[PATCH] nvme-tcp: fix incorrect h2cdata pdu offset accounting

Tue Sep 28 17:24:07 PDT 2021

On Wed, Sep 29, 2021 at 12:00:20AM +0300, Sagi Grimberg wrote:
> 
> 
> On 9/28/21 11:40 PM, Keith Busch wrote:
> > On Tue, Sep 14, 2021 at 06:38:55PM +0300, Sagi Grimberg wrote:
> > > When the controller sends us multiple r2t PDUs in a single
> > > request we need to account for it correctly as our send/recv
> > > context run concurrently (i.e. we get a new r2t with r2t_offset
> > > before we updated our iterator and req->data_sent marker). This
> > > can cause wrong offsets to be sent to the controller.
> > > 
> > > To fix that, we will first know that this may happen only in
> > > the send sequence of the last page, hence we will take
> > > the r2t_offset to the h2c PDU data_offset, and in
> > > nvme_tcp_try_send_data loop, we make sure to increment
> > > the request markers also when we completed a PDU but
> > > we are expecting more r2t PDUs as we still did not send
> > > the entire data of the request.
> > > 
> > > Fixes: 825619b09ad3 ("nvme-tcp: fix possible use-after-completion")
> > > Reported-by: Nowak, Lukasz <Lukasz.Nowak at Dell.com>
> > > Tested-by: Nowak, Lukasz <Lukasz.Nowak at Dell.com>
> > > Signed-off-by: Sagi Grimberg <sagi at grimberg.me>
> > > ---
> > > - Keith, can you ask the WD team to test this as well?
> > 
> > I finally have some feedback on testing, and it looks like this patch
> > has created a regression.
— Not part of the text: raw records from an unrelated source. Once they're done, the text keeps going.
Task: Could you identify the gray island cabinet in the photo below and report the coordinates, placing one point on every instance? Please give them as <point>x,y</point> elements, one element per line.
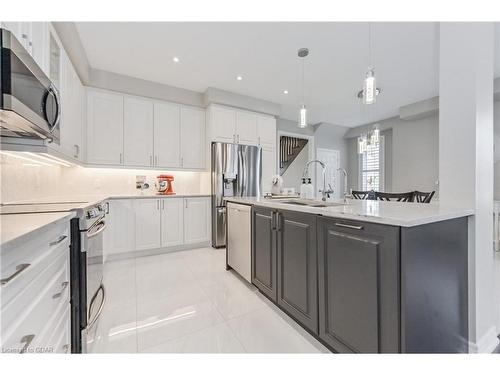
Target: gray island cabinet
<point>363,287</point>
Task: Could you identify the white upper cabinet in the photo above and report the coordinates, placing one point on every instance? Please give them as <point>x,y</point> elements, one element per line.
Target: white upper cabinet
<point>172,222</point>
<point>223,124</point>
<point>266,130</point>
<point>196,220</point>
<point>34,37</point>
<point>233,125</point>
<point>147,223</point>
<point>246,128</point>
<point>72,98</point>
<point>138,132</point>
<point>104,127</point>
<point>192,138</point>
<point>167,135</point>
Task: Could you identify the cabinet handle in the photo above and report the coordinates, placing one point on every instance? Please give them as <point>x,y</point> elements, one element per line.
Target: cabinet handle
<point>59,240</point>
<point>26,340</point>
<point>20,268</point>
<point>357,227</point>
<point>59,294</point>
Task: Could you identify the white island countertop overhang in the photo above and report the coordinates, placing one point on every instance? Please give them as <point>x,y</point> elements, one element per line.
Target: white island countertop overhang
<point>402,214</point>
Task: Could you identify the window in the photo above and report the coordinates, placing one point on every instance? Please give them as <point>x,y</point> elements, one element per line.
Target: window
<point>371,167</point>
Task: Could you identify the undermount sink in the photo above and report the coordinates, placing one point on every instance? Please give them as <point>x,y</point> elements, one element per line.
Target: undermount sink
<point>312,203</point>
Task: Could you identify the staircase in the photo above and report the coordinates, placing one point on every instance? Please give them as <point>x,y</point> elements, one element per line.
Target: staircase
<point>290,147</point>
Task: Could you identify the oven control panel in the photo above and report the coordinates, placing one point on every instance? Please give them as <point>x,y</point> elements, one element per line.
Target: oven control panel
<point>95,211</point>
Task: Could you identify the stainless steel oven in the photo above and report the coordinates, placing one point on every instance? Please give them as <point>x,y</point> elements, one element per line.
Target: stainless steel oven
<point>88,292</point>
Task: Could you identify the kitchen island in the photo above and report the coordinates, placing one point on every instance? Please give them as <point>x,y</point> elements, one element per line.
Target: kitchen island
<point>366,277</point>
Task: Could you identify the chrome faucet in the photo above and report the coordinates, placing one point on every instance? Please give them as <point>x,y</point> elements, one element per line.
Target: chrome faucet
<point>344,172</point>
<point>324,192</point>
The testers are observing:
> > 
> >    [Tue Sep 28 02:12:55 2021] nvme nvme6: req 3 r2t len 8192 exceeded data len 8192 (4096 sent)
> >    [Tue Sep 28 02:12:55 2021] nvme nvme6: receive failed:  -71
> >    [Tue Sep 28 02:12:55 2021] nvme nvme6: starting error recovery
> > 
> > Which we had seen before, and you fixed with commit:
> > 
> >    https://git.kernel.org/pub/scm/linux/kernel/git/torvalds/linux.git/commit?id=825619b09ad351894d2c6fb6705f5b3711d145c7
> > 
> > I only just recently heard about this, so I haven't looked into any
> > additional possible cause for this regression yet, but just wanted to
> > let you know earlier.
> 
> Yes I definitely see the bug... Damn it..
> 
> The issue here is that we peek at req->data_sent and req->data_len
> after the last send, but by then the request may have completed
> and these members were overwritten by a new execution of the
> request.
> 
> We really should make sure that we record these before we perform
> the network send to avoid this race.
> 
> Can you guys check that this restores the correct behavior?
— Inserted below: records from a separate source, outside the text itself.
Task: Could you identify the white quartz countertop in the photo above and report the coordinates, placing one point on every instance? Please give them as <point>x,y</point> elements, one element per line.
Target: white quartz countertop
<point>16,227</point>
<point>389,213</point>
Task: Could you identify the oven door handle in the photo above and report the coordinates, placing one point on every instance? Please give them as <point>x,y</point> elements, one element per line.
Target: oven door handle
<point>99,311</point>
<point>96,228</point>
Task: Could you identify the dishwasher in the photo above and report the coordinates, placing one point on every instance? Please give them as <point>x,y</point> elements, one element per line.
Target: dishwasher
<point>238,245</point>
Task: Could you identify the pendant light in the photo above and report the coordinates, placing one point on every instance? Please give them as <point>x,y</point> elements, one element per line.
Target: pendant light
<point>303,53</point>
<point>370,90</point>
We'll give this a spin (I had to fix it up so it applies and compiles;
no biggie)

> --
> diff --git a/drivers/nvme/host/tcp.c b/drivers/nvme/host/tcp.c
> index 3c1c29dd3020..6d63129adccc 100644
> --- a/drivers/nvme/host/tcp.c
> +++ b/drivers/nvme/host/tcp.c
> @@ -926,15 +926,17 @@ static void nvme_tcp_fail_request(struct
> nvme_tcp_request *req)
>  static int nvme_tcp_try_send_data(struct nvme_tcp_request *req)
>  {
>         struct nvme_tcp_queue *queue = req->queue;
> +       int req_data_len = req->data_len;
> 
>         while (true) {
>                 struct page *page = nvme_tcp_req_cur_page(req);
>                 size_t offset = nvme_tcp_req_cur_offset(req);
>                 size_t len = nvme_tcp_req_cur_length(req);
> -               bool last = nvme_tcp_pdu_last_send(req, len);
> +               bool pdu_last = nvme_tcp_pdu_last_send(req, len);
> +               bool req_data_sent = req->data_sent;
>                 int ret, flags = MSG_DONTWAIT;
> 
> -               if (last && !queue->data_digest &&
> !nvme_tcp_queue_more(queue))
> +               if (pdu_last && !queue->data_digest &&
> !nvme_tcp_queue_more(queue))
>                         flags |= MSG_EOR;
>                 else
>                         flags |= MSG_MORE | MSG_SENDPAGE_NOTLAST;
> @@ -958,7 +960,7 @@ static int nvme_tcp_try_send_data(struct
> nvme_tcp_request *req)
>                  * in the request where we don't want to modify it as we may
>                  * compete with the RX path completing the request.
>                  */
> -               if (req->data_sent + ret < req->data_len)
> +               if (req_data_sent + ret < req_data_len)
>                         nvme_tcp_advance_req(req, ret);
> 
>                 /* fully successful last send in current PDU */
>                                 nvme_tcp_ddgst_final(queue->snd_hash,
>                                         &req->ddgst);
> --